Variance is the difference between each data andaverageThe average of the sum of the squares of the difference, that is
, where x representssampleThe average number of, n is the number of samples, xiRepresents an individual, while stwoIs the variance.
And used
As the estimation of the variance of sample X, it is found that its mathematical expectation is not the variance of X, but the variance of X
Times,
The mathematical expectation of is the variance of X, which is used as the estimate of the variance of X“Unbiasedness”, so we always use
Variance is the degree of deviation from the center, which is used to measure the fluctuation of a batch of data (that is, the deviation of the batch of data from the average). It is called the variance of this group of data and recorded as Stwo。staysample sizeIn the same case, the larger the variance, the greater the volatility of the data, and the more unstable it is.
The formula can be further deduced as:
。Where x is the data in this group of data, and n is an integer greater than 0.
variance
statistical significance
Announce
edit
When the data distribution is relatively scattered (that is, the data fluctuates greatly near the average), the square sum of the differences between each data and the average is larger, and the variance is larger;When the data distribution is relatively centralized, the sum of squares of the difference between each data and the average is small.Therefore, the greater the variance, the greater the volatility of the data;The smaller the variance, the smaller the fluctuation of the data.[6]

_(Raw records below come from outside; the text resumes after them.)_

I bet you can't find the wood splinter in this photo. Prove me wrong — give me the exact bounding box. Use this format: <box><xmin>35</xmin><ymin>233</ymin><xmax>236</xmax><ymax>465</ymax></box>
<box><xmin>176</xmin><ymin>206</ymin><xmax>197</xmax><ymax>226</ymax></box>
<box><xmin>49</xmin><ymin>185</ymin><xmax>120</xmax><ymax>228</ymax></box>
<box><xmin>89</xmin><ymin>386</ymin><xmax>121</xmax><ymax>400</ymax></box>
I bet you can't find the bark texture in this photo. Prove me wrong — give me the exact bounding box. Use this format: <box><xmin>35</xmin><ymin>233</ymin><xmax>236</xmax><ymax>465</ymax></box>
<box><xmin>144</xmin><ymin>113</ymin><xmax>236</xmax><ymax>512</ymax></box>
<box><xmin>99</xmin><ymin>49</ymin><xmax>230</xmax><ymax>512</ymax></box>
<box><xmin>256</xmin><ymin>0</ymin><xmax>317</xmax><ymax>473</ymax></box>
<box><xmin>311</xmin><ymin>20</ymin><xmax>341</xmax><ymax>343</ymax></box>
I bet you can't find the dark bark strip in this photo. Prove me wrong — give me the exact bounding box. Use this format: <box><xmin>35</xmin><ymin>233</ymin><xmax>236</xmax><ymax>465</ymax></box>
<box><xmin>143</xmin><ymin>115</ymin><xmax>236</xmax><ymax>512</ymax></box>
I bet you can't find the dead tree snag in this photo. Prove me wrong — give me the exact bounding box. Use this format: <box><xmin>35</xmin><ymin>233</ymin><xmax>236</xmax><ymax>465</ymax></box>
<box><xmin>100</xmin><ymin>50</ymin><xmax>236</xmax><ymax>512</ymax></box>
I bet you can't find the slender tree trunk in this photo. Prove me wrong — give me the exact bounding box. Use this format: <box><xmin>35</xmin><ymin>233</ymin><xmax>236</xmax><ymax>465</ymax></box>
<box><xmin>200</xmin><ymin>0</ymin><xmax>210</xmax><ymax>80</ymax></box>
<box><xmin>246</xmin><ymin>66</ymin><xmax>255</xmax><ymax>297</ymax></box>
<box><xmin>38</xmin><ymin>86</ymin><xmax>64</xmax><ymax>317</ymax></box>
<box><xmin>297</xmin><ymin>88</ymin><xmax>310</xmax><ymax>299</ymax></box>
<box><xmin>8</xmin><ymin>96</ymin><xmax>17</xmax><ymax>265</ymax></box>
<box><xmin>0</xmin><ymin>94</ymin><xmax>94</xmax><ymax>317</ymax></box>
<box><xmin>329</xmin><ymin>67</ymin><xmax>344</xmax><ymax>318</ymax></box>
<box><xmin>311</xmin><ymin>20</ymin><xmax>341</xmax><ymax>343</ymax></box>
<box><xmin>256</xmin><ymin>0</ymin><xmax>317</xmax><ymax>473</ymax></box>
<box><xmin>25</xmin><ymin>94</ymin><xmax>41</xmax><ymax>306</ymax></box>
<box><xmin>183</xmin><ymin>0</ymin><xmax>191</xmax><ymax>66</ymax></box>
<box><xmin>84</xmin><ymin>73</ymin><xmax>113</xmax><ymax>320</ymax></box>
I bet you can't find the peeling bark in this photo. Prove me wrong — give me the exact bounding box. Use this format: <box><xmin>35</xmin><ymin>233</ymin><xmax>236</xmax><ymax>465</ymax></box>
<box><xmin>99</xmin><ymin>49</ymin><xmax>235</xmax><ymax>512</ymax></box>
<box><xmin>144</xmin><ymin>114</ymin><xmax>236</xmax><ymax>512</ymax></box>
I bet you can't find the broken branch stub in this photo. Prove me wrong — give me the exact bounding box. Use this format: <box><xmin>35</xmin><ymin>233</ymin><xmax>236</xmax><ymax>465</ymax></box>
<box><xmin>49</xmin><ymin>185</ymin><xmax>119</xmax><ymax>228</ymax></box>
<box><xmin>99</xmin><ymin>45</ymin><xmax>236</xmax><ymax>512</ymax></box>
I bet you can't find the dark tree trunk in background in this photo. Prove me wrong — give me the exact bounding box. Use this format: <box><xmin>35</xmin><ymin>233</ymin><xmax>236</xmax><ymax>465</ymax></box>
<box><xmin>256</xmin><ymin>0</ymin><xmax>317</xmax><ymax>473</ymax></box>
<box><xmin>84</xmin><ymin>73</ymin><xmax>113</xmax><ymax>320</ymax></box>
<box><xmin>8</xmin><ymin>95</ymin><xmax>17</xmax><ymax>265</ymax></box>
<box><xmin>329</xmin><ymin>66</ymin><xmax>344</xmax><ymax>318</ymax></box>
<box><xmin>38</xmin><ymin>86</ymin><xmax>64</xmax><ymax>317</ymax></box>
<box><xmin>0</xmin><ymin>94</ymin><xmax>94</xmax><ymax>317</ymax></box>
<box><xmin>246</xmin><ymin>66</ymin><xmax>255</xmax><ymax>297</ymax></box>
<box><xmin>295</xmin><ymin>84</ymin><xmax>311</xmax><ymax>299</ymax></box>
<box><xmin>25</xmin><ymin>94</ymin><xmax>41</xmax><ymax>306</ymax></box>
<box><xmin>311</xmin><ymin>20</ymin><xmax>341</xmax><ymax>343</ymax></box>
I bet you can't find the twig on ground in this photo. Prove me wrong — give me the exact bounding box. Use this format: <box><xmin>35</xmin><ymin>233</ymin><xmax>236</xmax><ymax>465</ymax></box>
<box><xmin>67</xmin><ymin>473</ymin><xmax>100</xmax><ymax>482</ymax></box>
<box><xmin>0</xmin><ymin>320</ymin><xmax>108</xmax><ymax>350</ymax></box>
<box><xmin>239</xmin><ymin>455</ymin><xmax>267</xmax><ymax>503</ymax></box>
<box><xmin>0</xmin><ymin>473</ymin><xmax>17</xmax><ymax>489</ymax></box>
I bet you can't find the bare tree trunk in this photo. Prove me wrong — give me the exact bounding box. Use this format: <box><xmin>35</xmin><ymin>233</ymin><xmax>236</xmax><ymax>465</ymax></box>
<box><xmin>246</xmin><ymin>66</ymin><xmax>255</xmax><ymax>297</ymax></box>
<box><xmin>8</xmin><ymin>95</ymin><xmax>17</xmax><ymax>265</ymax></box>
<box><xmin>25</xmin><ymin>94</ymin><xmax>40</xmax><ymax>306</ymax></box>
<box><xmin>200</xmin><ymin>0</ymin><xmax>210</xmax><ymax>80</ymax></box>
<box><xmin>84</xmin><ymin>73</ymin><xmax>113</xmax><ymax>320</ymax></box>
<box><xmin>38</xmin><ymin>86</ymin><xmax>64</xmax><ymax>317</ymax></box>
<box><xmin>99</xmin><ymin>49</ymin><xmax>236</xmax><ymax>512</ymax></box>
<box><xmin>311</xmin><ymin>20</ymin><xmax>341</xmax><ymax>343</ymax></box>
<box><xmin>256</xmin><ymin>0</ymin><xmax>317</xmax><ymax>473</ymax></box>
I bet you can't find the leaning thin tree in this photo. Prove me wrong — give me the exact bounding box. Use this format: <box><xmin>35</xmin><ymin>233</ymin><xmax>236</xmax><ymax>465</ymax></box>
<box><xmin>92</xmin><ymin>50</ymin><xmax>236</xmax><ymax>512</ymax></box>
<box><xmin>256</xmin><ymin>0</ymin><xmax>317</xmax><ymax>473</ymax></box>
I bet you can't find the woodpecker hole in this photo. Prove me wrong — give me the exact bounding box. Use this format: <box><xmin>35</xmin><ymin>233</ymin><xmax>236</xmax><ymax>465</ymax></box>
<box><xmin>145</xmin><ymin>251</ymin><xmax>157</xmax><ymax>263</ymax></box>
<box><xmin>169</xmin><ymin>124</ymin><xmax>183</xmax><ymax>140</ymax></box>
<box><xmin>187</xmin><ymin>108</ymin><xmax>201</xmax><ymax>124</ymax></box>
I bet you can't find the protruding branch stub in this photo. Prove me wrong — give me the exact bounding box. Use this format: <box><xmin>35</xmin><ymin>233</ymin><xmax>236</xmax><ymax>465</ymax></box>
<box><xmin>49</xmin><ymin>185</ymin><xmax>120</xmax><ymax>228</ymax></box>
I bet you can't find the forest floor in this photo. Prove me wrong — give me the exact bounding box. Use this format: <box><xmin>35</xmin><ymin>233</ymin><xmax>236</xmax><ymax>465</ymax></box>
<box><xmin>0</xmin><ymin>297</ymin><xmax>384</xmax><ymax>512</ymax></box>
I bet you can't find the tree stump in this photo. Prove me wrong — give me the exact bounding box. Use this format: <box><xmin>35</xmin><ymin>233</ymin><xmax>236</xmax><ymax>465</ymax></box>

The data in the sample is compared withAverage number of samplesThe average of the sum of squares of the difference between is called the sample variance;Sample variancearithmetic square root It's called samplestandard deviation。Both sample variance and sample standard deviation measure the fluctuation of a sample. The larger the sample variance or sample standard deviation, the greater the fluctuation of sample data.
Variance and standard deviation are the most important and commonly used indicators for measuring discrete trends.Variance is the difference between the value of each variable andmean valueDeviationThe average of squares, which is a measureNumerical dataDegree of dispersionThe most important method.standard deviationIs the arithmetic square root of variance, represented by S.The corresponding calculation formula of variance is:
The difference between standard deviation and variance is that the calculation unit of standard deviation and variable is the same, which is clearer than the variance. Therefore, we often use standard deviation in our analysis.
Recent developments
Announce
edit
Variance not only expresses the degree of deviation from the mean of the sample, but also reveals the degree of mutual fluctuation within the sample. It can also be understood that variance represents the expectation of mutual fluctuation of the sample.Of course, this conclusion holds under the second-order statistical moment.[7]